Sept. 8 (Bloomberg) -- SK Hynix Inc. resumed part operation yesterday on a production line damaged in the Sept. 4 fire at a Chinese plant that sent prices of memory chips soaring the most in three years on concern supplies might fall short.
The world’s second-biggest maker of memory chips is still inspecting the damaged section of the line, the company said today. The blaze occurred during the installation of equipment at the factory, which makes dynamic random-access memory chips used in smartphones and personal computers. Prices for the chips climbed 19 percent as SK Hynix, which supplies nearly a third of the world’s DRAM chips, suspended operations at the Wuxi plant.

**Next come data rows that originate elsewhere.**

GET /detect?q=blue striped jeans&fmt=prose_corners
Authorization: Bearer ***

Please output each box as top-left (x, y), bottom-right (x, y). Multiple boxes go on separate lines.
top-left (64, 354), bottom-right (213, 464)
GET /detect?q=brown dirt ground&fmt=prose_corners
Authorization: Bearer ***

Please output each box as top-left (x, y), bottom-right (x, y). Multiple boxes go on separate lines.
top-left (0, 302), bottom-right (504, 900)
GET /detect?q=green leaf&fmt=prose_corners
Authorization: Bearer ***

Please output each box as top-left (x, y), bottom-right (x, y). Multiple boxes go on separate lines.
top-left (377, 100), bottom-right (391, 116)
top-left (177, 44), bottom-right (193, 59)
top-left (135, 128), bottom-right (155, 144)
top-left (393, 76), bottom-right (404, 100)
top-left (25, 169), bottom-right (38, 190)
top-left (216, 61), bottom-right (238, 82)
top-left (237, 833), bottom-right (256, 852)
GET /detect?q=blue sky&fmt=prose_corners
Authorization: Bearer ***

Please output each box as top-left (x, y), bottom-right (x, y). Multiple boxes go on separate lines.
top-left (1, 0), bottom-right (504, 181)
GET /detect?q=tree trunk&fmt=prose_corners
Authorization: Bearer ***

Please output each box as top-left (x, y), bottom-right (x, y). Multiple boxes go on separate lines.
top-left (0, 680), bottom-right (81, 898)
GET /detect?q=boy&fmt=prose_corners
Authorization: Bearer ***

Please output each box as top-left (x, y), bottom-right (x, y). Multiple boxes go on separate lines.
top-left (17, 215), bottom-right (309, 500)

“It is one of the two parts of the line that was damaged and we’re inspecting the line and the clean room thoroughly to resume normal operations in the shortest time possible,” Park Seong Ae, an SK Hynix spokeswoman, said by phone. It is not known when the company can resume full production or how much the delay will affect supplies, Park said.
The price of benchmark DDR3 2-gigabit DRAM jumped 30 cents, the biggest increase since September 2010, to $1.90 on Sept. 5, according to DRAMeXchange, Asia’s largest market for the components. SK Hynix shares fell 3.7 percent to close at 27,100 won in Seoul on Sept. 6. Competitor Micron Technology Inc. gained 3.4 percent in New York trading in the two days through Sept. 6 before closing at $15.26.
“It’s pretty impactful,” said Betsy Van Hees, an analyst for Wedbush Securities in San Francisco. “When you’re taking 15 percent of capacity offline you are going to cause disruption. We were concerned that pricing was going to go down. We think that’s off the table now.”
Chinese mobile phone makers may suffer the most from any shortages because they have been aggressive in price negotiations with chipmakers and have avoided long-term contracts, said Van Hees, who recommends buying Micron shares. Larger companies such as Apple Inc. and Samsung Electronics Co. will get the chips they need, she said.